A Single Stone
Michelle Anne Schingler
Searing and feminist, this dystopia reads with deceptive grace.
In a harsh island enclave where the mountain’s mica is necessary for survival, Jena—a young, slight girl charged with leading expeditions into the ever-narrowing cracks between the rocks—is one of her village’s most revered citizens.
Jena is careful to cultivate respect for the mountain, which sometimes claims the lives of those who come into it to harvest its flint; but out in the open air, she’s also becoming more aware of some inconsistencies with the worldview that the village Mothers put forth. Memories from her earliest days reemerge; a damning vial reveals dark secrets; an intricately crafted blue bead tumbles into her life from the unknown beyond. Jena begins to wonder: are there other ways?

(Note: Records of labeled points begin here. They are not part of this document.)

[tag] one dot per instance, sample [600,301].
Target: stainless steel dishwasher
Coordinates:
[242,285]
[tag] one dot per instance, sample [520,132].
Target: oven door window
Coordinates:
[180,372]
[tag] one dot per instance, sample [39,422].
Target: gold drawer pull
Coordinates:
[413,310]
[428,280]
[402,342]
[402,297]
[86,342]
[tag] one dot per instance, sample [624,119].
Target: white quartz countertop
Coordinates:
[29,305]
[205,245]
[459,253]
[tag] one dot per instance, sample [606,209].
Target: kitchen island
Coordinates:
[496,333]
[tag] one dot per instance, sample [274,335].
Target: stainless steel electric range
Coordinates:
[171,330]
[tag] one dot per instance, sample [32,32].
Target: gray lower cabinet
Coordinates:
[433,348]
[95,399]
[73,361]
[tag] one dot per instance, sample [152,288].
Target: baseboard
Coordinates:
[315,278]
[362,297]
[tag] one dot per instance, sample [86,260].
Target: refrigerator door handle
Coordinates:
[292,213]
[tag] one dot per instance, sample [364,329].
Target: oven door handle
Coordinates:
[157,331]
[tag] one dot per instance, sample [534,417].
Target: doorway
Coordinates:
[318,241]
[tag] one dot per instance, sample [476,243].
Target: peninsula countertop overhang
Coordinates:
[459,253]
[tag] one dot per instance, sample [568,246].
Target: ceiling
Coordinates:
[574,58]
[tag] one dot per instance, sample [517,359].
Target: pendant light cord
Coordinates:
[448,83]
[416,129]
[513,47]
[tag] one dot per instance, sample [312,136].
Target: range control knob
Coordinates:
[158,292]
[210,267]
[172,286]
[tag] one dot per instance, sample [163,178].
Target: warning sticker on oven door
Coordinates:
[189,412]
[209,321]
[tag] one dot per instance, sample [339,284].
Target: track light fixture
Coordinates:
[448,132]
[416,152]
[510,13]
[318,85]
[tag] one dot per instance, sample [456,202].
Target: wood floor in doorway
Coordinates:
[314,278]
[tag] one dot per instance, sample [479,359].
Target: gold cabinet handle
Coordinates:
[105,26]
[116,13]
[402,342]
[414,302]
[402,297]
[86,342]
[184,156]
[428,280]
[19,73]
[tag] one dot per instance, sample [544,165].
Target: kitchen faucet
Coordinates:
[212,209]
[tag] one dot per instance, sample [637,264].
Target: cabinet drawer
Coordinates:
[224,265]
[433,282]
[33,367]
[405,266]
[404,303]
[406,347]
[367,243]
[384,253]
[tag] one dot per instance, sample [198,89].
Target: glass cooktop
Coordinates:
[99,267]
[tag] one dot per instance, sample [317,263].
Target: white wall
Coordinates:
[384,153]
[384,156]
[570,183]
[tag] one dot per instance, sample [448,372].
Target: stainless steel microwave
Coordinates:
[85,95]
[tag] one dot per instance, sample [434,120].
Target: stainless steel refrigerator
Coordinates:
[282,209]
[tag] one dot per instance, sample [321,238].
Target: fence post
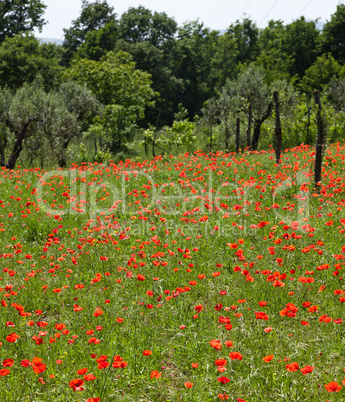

McKinlay’s dystopia reads like the deceptive grace of its island landscape: on first glance, it is uniquely paradisaical, but sharp edges reveal themselves under shifting winds. The story’s horrifying reveal is set up nicely, as are Jena’s inroads to transformation—not only of her own aspirations, but quite possibly for the whole world that she knows.
Searing, affecting, and feminist, this title is certain to work its way into young readers’ hearts, and to leave them questioning what lies beyond boundaries that are presented as absolute.